Ein Knotenhalfter ist ideal zum Training bei der Bodenarbeit und bei der Ausbildung von jungen Pferden oder Korrektur. Durch die schmalen Seile wirkt das Knotenhalfter schärfer als ein normales Stallhalfter. Dadurch ist jedoch die Kommunikation mit dem Pferd wesentlich feiner und präziser. Da die Kopfkontrolle stärker ist als bei einem normalen Halfter kann bei einem nicht erwünschten Verhalten des Pferdes viel schneller und direkter korrigierend eingegriffen werden. Die Einwirkung sollte impulshaft erfolgen.

Bitte auch darauf achten, dass das Knotenhalfter immer richtig geknotet ist - das Seilende muss nach hinten zeigen am Knoten, damit es nicht über oder an das Auge des Pferdes kommt. Der Knoten muss an der Schlaufe geknotet werden, nicht am Genickriemen und es sollte gut sitzen, also ca. zwei Fingerbreit unter dem Jochbein.
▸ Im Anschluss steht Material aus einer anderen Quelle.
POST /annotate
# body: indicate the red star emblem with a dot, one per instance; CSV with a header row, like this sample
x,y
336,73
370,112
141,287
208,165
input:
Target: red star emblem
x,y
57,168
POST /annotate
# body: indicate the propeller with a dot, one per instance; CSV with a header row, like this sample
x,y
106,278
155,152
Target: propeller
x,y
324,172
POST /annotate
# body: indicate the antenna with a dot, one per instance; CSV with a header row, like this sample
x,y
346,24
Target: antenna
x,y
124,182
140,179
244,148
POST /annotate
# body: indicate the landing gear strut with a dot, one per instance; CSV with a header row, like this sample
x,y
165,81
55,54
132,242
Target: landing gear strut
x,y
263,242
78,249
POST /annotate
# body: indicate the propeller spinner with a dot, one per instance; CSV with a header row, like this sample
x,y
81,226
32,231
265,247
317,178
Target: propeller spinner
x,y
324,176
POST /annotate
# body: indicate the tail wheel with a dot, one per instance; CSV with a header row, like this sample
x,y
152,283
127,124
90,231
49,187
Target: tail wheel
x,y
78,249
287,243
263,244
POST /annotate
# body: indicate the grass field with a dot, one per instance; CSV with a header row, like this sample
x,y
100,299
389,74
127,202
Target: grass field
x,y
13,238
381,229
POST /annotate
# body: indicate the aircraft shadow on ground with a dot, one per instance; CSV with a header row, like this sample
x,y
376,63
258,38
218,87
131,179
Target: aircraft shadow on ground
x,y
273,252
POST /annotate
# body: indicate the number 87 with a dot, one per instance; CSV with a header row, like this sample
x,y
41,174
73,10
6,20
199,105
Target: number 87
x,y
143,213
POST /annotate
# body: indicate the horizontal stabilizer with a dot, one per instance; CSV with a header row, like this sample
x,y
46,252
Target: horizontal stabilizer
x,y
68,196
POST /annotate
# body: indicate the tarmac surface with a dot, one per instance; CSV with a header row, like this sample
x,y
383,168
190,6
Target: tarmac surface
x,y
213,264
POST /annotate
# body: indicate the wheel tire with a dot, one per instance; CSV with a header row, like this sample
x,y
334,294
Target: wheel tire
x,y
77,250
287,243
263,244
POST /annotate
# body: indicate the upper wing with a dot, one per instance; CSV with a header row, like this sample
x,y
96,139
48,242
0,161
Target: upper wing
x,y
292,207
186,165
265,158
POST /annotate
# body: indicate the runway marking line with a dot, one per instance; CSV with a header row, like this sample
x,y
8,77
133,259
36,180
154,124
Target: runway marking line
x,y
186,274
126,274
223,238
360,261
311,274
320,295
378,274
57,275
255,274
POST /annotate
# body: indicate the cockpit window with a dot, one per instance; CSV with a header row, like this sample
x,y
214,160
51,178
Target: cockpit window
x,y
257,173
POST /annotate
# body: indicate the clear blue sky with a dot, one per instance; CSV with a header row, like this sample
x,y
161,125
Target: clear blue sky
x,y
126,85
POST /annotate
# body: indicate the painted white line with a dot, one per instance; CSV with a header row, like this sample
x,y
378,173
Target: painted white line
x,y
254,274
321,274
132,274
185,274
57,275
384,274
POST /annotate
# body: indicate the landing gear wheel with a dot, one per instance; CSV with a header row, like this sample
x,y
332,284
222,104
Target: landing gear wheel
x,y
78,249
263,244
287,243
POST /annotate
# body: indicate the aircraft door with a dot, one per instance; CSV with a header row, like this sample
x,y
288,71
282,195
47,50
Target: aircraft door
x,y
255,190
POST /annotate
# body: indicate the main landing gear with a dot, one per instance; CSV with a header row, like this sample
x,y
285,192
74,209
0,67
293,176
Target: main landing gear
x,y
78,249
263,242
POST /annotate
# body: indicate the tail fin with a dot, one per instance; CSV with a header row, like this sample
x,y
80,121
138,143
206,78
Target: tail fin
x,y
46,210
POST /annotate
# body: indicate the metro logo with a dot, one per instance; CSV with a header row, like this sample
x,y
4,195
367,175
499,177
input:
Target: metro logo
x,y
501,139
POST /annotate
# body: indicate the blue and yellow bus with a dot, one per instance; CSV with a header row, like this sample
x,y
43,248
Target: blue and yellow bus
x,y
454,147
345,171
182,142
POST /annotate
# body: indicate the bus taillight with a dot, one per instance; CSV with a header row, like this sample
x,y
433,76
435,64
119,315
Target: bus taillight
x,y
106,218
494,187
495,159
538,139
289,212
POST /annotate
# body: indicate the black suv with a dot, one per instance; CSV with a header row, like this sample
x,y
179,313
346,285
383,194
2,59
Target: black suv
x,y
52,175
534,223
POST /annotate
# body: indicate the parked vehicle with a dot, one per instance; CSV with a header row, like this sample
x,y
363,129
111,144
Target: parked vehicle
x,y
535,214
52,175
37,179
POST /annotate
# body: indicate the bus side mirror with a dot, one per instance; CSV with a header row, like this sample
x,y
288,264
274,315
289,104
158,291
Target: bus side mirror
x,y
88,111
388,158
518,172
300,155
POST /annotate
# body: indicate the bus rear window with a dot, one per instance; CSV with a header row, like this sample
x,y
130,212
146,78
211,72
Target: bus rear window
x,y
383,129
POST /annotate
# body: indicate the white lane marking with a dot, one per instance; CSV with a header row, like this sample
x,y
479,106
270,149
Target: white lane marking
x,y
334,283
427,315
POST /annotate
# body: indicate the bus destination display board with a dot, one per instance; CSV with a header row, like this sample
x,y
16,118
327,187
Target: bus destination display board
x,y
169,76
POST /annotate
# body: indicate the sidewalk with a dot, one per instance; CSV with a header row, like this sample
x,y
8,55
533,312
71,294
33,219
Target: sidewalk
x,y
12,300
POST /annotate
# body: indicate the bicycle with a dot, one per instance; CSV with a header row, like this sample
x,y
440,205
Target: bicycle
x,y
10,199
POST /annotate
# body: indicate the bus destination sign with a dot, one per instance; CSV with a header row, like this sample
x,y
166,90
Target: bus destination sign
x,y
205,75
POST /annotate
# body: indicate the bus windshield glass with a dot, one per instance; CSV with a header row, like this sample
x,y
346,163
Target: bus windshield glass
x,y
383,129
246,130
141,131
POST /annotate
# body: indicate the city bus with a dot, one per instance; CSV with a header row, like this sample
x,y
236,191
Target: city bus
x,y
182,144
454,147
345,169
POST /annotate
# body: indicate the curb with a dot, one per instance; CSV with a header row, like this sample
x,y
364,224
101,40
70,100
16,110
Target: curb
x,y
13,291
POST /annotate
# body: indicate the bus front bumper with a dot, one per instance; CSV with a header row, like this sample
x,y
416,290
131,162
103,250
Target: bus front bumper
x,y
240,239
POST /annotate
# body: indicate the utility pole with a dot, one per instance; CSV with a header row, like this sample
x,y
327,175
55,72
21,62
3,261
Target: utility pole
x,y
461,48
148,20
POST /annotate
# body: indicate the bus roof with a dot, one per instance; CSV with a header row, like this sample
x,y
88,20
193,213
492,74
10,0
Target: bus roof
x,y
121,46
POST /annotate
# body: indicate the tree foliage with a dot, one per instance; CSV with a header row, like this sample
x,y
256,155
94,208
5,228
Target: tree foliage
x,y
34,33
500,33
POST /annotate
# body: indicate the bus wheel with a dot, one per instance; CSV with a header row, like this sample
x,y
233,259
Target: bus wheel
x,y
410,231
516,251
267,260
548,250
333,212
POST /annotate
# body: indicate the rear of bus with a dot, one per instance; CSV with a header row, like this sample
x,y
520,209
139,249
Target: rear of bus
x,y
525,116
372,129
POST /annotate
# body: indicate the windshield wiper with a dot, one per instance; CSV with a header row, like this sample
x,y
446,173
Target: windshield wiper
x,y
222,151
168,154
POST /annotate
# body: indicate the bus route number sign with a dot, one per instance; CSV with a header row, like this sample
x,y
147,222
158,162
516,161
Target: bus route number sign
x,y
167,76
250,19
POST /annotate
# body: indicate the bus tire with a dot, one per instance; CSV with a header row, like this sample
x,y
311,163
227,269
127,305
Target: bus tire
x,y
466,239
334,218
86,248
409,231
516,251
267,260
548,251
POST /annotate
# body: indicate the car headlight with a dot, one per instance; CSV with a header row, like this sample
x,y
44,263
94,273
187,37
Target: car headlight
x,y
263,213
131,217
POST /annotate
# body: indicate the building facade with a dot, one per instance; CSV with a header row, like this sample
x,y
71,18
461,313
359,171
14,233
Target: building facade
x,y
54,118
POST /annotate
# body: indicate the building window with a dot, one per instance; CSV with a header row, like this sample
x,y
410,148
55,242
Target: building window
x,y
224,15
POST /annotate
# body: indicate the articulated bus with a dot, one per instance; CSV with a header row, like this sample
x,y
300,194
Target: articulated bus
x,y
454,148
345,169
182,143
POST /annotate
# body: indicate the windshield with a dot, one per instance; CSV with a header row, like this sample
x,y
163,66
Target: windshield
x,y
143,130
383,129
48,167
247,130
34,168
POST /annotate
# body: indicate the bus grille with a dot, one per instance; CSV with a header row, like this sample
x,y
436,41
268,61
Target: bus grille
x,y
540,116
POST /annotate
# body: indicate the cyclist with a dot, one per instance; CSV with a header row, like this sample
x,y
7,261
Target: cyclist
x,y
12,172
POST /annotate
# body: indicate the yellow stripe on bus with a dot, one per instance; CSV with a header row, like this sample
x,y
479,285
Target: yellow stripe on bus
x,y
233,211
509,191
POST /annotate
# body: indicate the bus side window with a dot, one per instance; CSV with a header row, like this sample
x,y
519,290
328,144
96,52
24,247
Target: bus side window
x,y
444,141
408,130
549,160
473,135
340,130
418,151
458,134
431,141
Wichtig - ein Knotenhalfter ist kein Stallhalfter. Ein Pferd sollte nicht mit einem Knotenhalfter angebunden werden da es keine Sollbruchstelle hat welche im Notfall nachgeben können.

Wanderhalfter

Ein Wanderhalfter ist, wie sein Name schon sagt ideal für Wanderritte. Es kann leicht unter der Trense getragen werden und somit immer griffbereit sein um dem Pferd unterwegs die Trense abzunehmen und es grasen oder trinken zu lassen. Ganz leichte Wanderhalfter kann man auch gut in die Tasche einstecken und bei Bedarf anlegen. Gerade wer viel mit dem Pferd unterwegs ist, für den ist ein Wanderhalfter ein sehr nützliches Equipment.

Halsriemen

Ein Halsriemen ist grundsätzlich ideal für den Koppelgang. Gerade für Pferde, welche sehr empfindliches Fell und Haut am Kopf haben und die sich dadurch leicht Aufscheuern ist ein Halsriemen eine ideale Alternative. Auch für Pferde, welche sich schlecht mit einem normalen Stallhalfter anbinden lassen ist ein Halsriemen eine Möglichkeit. Auch bei Wanderritten oder längeren Ausritten kann ein Halsriemen eine gute Option sein.